The girl didn’t speak a word of English. Just how the hell did that brat reporter know she needed rescuing if he never so much as spoke to her? When he got his hands on him—

And then she stopped backing away, her gaze focused behind Jim. She straightened, a shimmer of moisture glazing her eyes, and smiled brilliantly.

Johnny came forward, hands outstretched. Without a second’s hesitation, she placed hers in his.

“Ahh,” Ming Ho said as he arrived from the far end of the passageway. “Young love. Isn’t it sweet?”

“Yeah. Sweet.” And stupid and impulsive and fragile. He’d take what he and Kate had now—whatever it was, and he was far from ready to name it—over what they’d had a dozen years ago any day.
Good luck, kids, you’re going to need it.
“Let’s get going.”

They herded the young lovers around the corner to where Mrs.

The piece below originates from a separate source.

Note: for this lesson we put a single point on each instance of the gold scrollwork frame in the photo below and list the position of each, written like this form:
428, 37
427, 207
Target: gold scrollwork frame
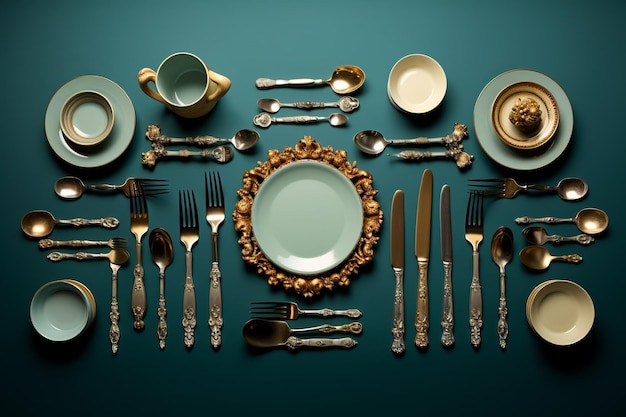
308, 149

Latimore and Miss Dooley awaited them.


There
you are,” Miss Dooley said. “I was having a terrible time keeping Anne from running to your assistance.”

“I take it this is our young lady?” Mrs. Latimore stepped toward the young woman, who shrank away, huddling against Johnny’s narrow chest.

“Johnny neglected to mention that she doesn’t speak any English.”

Mrs. Latimore’s eyebrows rose to her hairline. “
None
?”

“We don’t need any.” Johnny looped his arms around the girl, two against the world.

“Is that right?” Mrs. Latimore asked coolly.

“I still don’t understand why she can’t stay with me tonight,” Johnny said, the sulky droop of his mouth making him look years younger.

“Because the prince is unlikely to think of looking for her with Mrs. Latimore,” Jim said, struggling to hold on to his patience. They’d been over this. And Kate was still in there. With
him
. “And Ming Ho has a plan to get her off the ship unseen. It’s simply much safer this way, Johnny. It’s been working so far. Let’s just keep with the plan, okay?”